The frustration emanating from a longtime resident was palatable at the tail end of the Marblehead Select Board meeting on Wednesday night.
Biff Martin, the Marblehead Model Yacht Club commodore, over the years has advocated for the town to address the hole-riddled cement and asphalt paths outlining Redd’s Pond.
“I get so wound up about this,” he told the Select Board. “I want to get the sidewalk patched up for at least the rest of the season without a big deal. Can you tell me who is supposed to fix it?”

Marblehead Park and Recreation Commission’s public meeting minutes detail Martin’s registered concerns about the state of Redd’s Pond as far back as 2018.
When holes do get filled in, they open back up, Martin said.
“Last summer, one of [our model yacht club] members – 82 years old – twisted and fell on his face directly on the hot-top,” Martin said, “Now he is afraid of walking there.”
Martin inspired Judy Gates, who came to the meeting for another matter, to register her own opinion on the public pond.
“I’ve lived three doors down from Redd’s Pond and walked past it numerous times. My kids ice skated on it. It’s part of our lives, with the sailing and so forth. And that’s been fun for so many years,” she said. “So I sort of feel a special interest in it too and have been disappointed, frankly, how uncared for it has been.”

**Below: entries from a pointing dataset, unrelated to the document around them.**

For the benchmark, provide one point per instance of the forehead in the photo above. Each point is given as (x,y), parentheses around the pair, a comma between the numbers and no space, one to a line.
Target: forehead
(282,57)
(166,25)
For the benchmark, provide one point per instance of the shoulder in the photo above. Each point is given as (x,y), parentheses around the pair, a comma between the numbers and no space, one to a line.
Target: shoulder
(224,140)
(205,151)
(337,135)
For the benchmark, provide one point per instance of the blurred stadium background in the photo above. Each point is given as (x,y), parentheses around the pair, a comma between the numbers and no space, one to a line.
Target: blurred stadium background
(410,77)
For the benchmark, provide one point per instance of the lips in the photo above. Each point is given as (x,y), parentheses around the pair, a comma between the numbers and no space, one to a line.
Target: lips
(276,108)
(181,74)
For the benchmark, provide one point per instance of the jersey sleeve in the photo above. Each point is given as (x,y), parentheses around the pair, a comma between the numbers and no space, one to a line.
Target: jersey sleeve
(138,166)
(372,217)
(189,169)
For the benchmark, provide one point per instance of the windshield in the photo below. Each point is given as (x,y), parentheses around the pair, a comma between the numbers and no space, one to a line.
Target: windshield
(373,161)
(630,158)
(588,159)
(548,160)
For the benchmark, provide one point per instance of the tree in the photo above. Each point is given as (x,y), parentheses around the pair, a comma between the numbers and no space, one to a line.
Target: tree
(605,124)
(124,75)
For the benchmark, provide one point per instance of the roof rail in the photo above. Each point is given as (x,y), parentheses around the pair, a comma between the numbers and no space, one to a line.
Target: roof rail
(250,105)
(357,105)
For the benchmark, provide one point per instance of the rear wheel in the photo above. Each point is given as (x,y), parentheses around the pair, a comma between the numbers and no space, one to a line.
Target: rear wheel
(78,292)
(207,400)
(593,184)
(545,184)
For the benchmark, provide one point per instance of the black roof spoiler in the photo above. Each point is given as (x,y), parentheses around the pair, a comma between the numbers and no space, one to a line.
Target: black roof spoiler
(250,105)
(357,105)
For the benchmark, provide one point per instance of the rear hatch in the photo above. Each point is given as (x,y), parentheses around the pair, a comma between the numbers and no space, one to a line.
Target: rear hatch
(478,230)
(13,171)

Redd’s Pond, a natural body of water located off Pond Street, covers 1.81 acres and offers skating in the winter and model boat races in the summer.
“The pond is bordered on the Old Burial Hill side by rock outcroppings that slope right to the pond edge. A walkway, which is in poor condition, lines the north and west sides of the pond leading from the burial ground around to Pond Street,” reads the Marblehead Reconnaissance Report. “The wall and the walkway were built in 1934 as part of Workers Progress Administration projects.”

Moses Grader, the Select Board chairman, called the pond a town jewel.
“It deserves our complete attention,” he said, adding that patches and hole-filling would not suffice in the long term.
“There’s been a slippage between, you know, who actually owns it,” Grader said. “And that’s just from a maintenance point of view. I’m also aware there are probably structural issues with the sidewalk.”
He added, “There’s really degradation under that, so we are thinking about ways to do something that’s on a feasibility basis that we talked about with the prior town administrator.”
The Marblehead Fiscal Year 2022-26 Capital Improvement Project lists $75,000 for Redd’s Pond Walkway Improvements under the Fiscal Year 2023 column.
“The town spends millions of dollars on every fancy park, ” Martin said. “We need to make it so that nobody is going to twist their ankel and fall in [the pond].”
He noted a 2015 incident where a man using a scooter hit crack and fell in the pond.
“The pond is named for Wilmot Redd, a fishwife, known as Mammy who was tried and hung in the 1692 Witch Trials of Salem,” reads the town’s reconnaissance report. “A stone in memory of Mammy Redd, was installed at the edge of the burial ground, set back somewhat from the pond in the late 20th century.”